Facing serious financial insolvency, the U.S. Postal Service (USPS) is primed to move forward with historical cuts to first-class mail delivery in the spring of 2012 that will certainly delay delivery. For the first time in 40 years, this will eliminate the chance for locally sent mail to delivered on a “next day” basis to surrounding communities.
Additional cuts running well into the billions of dollars are to be detailed later this week. The Postal Service has spearheaded a “Hail Mary” approach in order to immediately trim costs, something that should have been done a very long time ago. It is further expected that these catastrophic cuts will be a considerable plus to rival and competitor overnight delivery companies such as Federal Express and UPS.
While this “last ditch effort” is past sorely and desperately needed, it can impact the larger and more financially troubled states such as California where the population continues to hover at 37 million residents.
The proposed changes will only provide short term relief, and could ultimately prove to be detrimental to the job market by forcing more of America’s business onto the internet. For instance, personal checks and mail order drug prescriptions for the sick and elderly will be delayed. Additionally, newspaper existance will be threatened, Netflix deliveries and time sensitive magazine delivery will suffer, especially to those living in the more rural areas and farming communities across the country.
The massive cuts that are now in the process of finalization, would close about 250 of the 500 mail processing centers across our nation as early as March of 2012. Because the consolidations will typically lenghten the distance mail travels from the post office to the processing centers, the postal agency will also will also lower delivery standards for first-class mail that have been in place since 1971.
Currently, about 42 percent of first class mail is delivered the following day. (except Sunday) Roughly 27 percent arrives in two days, 31 percent in three days and less that 1 percent in four to five days. Additional cuts are also finally being considered such as reducing mail delivery to five days per week and trimming employee health care benefits. Already approved is a .01 cent increase to .45 cents per first-class postage stamp effective January 22, 2012.
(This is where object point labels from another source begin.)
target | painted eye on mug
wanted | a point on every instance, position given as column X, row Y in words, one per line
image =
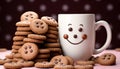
column 80, row 29
column 70, row 29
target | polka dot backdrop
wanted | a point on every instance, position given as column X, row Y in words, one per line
column 11, row 10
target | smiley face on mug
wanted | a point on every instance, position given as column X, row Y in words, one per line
column 72, row 36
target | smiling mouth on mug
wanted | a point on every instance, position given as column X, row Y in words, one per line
column 84, row 36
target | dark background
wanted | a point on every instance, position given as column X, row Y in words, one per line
column 11, row 10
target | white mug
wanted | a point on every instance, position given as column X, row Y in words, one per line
column 77, row 35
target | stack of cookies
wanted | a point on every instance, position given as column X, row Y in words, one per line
column 38, row 28
column 52, row 42
column 22, row 30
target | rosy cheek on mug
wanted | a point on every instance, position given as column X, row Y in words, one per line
column 65, row 36
column 84, row 36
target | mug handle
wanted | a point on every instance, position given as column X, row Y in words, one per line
column 109, row 35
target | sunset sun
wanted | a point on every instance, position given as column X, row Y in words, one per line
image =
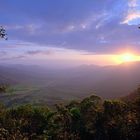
column 128, row 57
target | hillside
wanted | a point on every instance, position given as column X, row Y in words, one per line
column 45, row 85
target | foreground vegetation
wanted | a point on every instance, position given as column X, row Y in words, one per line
column 89, row 119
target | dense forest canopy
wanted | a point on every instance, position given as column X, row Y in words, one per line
column 89, row 119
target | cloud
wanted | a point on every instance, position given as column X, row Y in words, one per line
column 38, row 52
column 82, row 25
column 133, row 13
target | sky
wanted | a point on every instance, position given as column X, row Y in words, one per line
column 69, row 32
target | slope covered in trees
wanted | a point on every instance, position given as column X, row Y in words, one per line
column 89, row 119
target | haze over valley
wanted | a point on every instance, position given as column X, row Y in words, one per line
column 45, row 85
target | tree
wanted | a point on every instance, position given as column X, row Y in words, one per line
column 3, row 33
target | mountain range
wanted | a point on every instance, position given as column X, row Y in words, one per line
column 36, row 84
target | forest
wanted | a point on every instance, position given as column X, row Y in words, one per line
column 92, row 118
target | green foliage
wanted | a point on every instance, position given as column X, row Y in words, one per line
column 3, row 88
column 89, row 119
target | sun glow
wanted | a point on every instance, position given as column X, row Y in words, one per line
column 127, row 57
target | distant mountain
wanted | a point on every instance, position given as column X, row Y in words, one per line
column 132, row 96
column 40, row 84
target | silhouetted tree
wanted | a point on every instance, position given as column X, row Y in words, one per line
column 3, row 33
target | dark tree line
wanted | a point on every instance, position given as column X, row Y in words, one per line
column 89, row 119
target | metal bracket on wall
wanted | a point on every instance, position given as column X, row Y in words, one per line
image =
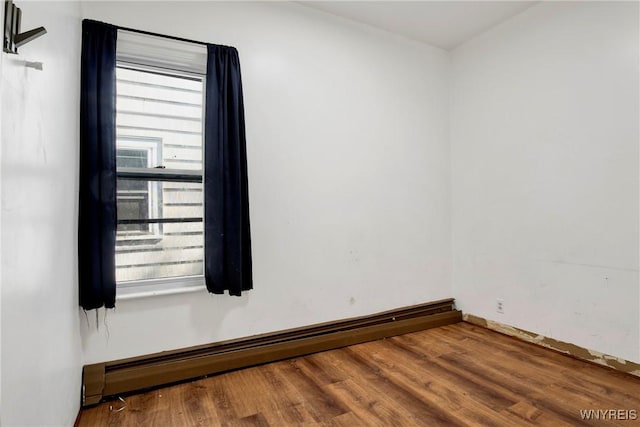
column 13, row 38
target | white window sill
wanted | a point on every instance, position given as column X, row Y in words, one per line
column 151, row 288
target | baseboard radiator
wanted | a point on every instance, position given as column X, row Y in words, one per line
column 108, row 379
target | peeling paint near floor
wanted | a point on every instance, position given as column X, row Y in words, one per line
column 560, row 346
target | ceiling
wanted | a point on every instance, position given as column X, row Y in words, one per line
column 445, row 24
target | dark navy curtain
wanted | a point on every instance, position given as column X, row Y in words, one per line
column 97, row 205
column 226, row 202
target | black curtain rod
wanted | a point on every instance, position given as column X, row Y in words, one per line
column 149, row 33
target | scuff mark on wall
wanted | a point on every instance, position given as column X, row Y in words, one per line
column 560, row 346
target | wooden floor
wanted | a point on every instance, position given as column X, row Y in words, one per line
column 457, row 375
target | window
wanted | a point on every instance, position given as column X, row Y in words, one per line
column 159, row 155
column 142, row 204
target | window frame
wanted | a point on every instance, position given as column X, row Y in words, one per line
column 175, row 284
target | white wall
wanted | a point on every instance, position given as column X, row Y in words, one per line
column 544, row 134
column 41, row 350
column 348, row 174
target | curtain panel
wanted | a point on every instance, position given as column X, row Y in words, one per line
column 228, row 264
column 97, row 203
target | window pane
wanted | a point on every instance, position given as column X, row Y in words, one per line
column 159, row 124
column 162, row 108
column 150, row 251
column 179, row 252
column 132, row 158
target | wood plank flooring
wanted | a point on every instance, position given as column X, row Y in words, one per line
column 456, row 375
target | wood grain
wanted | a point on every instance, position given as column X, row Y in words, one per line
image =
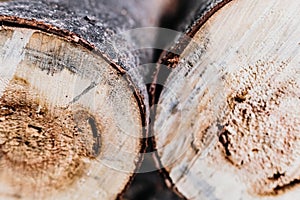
column 227, row 126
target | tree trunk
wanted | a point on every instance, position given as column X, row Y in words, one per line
column 73, row 110
column 228, row 121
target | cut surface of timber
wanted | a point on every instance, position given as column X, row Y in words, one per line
column 71, row 114
column 228, row 124
column 69, row 123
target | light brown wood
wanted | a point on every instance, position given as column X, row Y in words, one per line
column 228, row 124
column 70, row 124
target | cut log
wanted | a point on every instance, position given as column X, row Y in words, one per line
column 72, row 112
column 228, row 123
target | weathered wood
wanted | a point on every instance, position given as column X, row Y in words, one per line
column 73, row 112
column 228, row 123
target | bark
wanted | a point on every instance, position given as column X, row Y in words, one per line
column 73, row 109
column 227, row 123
The Postal business model has been operating in serious red ink since 2006 as this system has been crying out for change management. Contrary to the thoughts of many, the United States Postal System (USPS) is not funded and supported by the U.S. Government. The USPS does not receive tax revenue, but is subject to congressional control on the larger aspects of its operations. For instance, the changes in first-class mail delivery can indeed commence without permission from Congress.
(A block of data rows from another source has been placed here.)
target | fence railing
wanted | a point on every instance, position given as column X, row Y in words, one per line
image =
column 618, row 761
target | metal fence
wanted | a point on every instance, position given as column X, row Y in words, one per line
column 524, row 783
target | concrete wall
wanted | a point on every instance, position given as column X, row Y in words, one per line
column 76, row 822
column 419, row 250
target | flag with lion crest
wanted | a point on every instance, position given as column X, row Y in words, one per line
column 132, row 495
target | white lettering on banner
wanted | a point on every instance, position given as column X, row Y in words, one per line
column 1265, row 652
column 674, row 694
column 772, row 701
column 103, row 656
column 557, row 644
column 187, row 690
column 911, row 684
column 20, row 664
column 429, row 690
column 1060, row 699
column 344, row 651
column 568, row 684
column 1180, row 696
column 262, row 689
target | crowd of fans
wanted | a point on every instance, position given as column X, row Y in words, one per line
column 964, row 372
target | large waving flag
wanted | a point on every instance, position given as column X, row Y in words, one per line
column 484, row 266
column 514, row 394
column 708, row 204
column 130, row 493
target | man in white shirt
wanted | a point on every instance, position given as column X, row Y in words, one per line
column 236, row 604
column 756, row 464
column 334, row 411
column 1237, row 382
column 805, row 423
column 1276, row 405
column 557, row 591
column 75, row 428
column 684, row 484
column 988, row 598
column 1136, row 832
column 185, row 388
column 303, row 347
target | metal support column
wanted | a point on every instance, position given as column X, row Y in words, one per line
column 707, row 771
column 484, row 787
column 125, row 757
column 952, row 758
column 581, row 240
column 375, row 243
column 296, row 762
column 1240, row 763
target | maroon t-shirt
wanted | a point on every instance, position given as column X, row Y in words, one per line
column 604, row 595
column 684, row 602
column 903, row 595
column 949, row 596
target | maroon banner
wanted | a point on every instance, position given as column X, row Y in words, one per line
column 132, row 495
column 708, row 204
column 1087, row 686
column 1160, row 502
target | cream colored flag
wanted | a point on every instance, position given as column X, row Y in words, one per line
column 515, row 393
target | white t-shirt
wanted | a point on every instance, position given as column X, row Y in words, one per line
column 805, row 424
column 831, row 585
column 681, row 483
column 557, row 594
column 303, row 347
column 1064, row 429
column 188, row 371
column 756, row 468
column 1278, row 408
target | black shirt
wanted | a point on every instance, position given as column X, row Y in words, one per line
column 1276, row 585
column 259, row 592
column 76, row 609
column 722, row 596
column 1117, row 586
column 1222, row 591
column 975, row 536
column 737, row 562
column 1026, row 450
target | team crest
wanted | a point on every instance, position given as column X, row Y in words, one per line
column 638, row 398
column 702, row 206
The consolidation of the aforementioned mail processing centers is in addition to closing some 3,700 local post offices throughout the USA. In grand summation, the strong possibility exists that 100,000+ postal workers could lose their jobs by the spring of next year.
It has been estimated that these changes will result in an annualized savings of $6.5 billion for a business that has been grossly mismanaged for a prolonged period of time.